AstroMLab/AstroSage-8B

Warm
Public
8B
FP8
32768
Hugging Face
Overview

AstroSage-8B: A Specialized AI for Astronomy Research

AstroSage-8B, developed by AstroMLab, is an 8 billion parameter, domain-specialized natural language AI assistant built upon the Meta-Llama-3.1-8B architecture. It is meticulously trained for applications in astronomy, astrophysics, and cosmology, demonstrating the effectiveness of focused domain specialization.

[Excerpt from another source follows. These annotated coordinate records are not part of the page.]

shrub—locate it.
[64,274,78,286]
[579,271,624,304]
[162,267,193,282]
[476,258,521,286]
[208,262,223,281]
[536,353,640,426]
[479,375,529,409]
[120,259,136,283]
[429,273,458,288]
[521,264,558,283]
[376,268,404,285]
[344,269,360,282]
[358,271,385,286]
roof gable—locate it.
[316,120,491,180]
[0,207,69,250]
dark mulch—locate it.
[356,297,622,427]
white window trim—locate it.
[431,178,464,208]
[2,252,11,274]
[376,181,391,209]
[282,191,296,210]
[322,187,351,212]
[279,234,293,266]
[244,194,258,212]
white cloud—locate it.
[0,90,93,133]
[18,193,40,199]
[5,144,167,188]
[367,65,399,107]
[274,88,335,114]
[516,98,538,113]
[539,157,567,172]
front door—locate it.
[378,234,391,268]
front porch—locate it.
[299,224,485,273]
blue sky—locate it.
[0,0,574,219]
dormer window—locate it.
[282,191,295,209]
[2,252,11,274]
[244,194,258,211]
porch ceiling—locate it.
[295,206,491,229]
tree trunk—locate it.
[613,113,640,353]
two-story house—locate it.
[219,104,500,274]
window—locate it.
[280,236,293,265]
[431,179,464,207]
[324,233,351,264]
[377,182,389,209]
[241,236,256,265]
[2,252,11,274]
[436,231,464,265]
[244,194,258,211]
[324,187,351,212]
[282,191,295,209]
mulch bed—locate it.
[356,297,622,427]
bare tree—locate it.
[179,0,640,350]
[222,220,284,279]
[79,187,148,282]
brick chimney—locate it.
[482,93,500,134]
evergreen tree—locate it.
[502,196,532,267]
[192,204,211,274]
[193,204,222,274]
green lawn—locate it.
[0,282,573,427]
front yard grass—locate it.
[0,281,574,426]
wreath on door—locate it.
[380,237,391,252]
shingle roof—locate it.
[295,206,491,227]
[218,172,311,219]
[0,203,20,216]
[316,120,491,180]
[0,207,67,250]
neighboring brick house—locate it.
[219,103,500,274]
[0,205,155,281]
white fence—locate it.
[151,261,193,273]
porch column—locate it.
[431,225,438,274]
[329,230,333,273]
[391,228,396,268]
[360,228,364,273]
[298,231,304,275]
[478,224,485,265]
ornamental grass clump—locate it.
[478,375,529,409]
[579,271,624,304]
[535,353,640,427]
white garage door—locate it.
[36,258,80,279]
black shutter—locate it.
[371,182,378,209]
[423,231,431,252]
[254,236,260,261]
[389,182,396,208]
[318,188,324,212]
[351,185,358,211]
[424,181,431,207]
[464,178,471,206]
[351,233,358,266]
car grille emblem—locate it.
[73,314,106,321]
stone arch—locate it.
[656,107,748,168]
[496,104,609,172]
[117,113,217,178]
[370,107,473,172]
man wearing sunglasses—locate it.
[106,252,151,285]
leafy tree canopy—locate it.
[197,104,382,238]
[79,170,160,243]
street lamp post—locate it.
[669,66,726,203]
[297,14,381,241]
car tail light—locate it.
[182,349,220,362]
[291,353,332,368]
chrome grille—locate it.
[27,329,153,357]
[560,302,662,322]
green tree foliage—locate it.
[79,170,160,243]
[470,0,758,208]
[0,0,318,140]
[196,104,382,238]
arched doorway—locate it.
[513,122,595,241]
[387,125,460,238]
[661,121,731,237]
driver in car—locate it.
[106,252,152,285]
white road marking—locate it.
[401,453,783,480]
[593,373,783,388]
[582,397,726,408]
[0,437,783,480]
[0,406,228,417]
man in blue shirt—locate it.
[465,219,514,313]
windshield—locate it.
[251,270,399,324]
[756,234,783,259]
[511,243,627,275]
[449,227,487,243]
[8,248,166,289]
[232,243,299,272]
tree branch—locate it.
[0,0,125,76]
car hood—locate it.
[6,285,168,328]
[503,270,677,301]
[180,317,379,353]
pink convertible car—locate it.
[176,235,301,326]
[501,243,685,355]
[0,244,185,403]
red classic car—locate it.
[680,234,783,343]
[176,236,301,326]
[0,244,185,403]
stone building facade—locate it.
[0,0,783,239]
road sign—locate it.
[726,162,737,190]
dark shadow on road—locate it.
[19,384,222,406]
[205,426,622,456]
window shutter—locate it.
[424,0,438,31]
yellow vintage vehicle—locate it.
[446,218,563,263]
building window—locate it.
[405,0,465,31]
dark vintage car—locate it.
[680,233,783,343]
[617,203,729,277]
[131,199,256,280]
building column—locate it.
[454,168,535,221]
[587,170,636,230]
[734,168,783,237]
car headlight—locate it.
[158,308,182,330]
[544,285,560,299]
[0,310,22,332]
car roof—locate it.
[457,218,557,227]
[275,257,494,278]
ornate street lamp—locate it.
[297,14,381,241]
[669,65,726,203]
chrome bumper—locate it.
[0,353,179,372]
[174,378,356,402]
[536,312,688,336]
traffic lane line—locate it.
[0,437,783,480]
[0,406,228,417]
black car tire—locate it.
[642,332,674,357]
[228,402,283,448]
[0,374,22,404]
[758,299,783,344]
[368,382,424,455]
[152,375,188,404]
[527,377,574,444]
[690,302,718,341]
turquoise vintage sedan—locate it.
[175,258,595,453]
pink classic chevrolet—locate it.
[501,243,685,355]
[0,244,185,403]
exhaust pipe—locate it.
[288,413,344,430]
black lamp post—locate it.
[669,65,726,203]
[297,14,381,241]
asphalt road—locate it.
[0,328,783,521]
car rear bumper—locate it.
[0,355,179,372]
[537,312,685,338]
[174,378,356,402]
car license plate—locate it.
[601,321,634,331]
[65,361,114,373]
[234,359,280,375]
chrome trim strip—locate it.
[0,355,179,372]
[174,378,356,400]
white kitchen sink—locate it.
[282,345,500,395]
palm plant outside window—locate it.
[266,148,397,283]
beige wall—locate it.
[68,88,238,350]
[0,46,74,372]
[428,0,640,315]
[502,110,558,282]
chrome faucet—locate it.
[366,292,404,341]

Key Capabilities & Features

  • Domain Expertise: Tailored for astronomical research, covering topics from arXiv papers (2007-2024), Wikipedia articles, and textbooks.
  • Performance: Achieves an 80.9% score on specialized benchmarks, outperforming all other 8B parameter models and showing comparable performance to GPT-4o.
  • Training Methodology: Utilizes Continued Pre-training (CPT) on 3.3 billion tokens of astronomical literature and Supervised Fine-tuning (SFT) on 8.8 million curated QA pairs, followed by model merging.
  • Cost-Effectiveness: Offers a significantly more cost-effective solution compared to larger proprietary models for its specialized domain.

Intended Use Cases

  • Curiosity-driven question answering in astronomy.
  • Astronomical research assistance and brainstorming.
  • Educational support for complex concepts.
  • Literature review and summarization of scientific papers.

Limitations

  • Training data cutoff is January 2024.
  • Potential for hallucinations, common in LLMs.
  • Performance primarily validated on multiple-choice questions.
  • Primarily trained for English language use.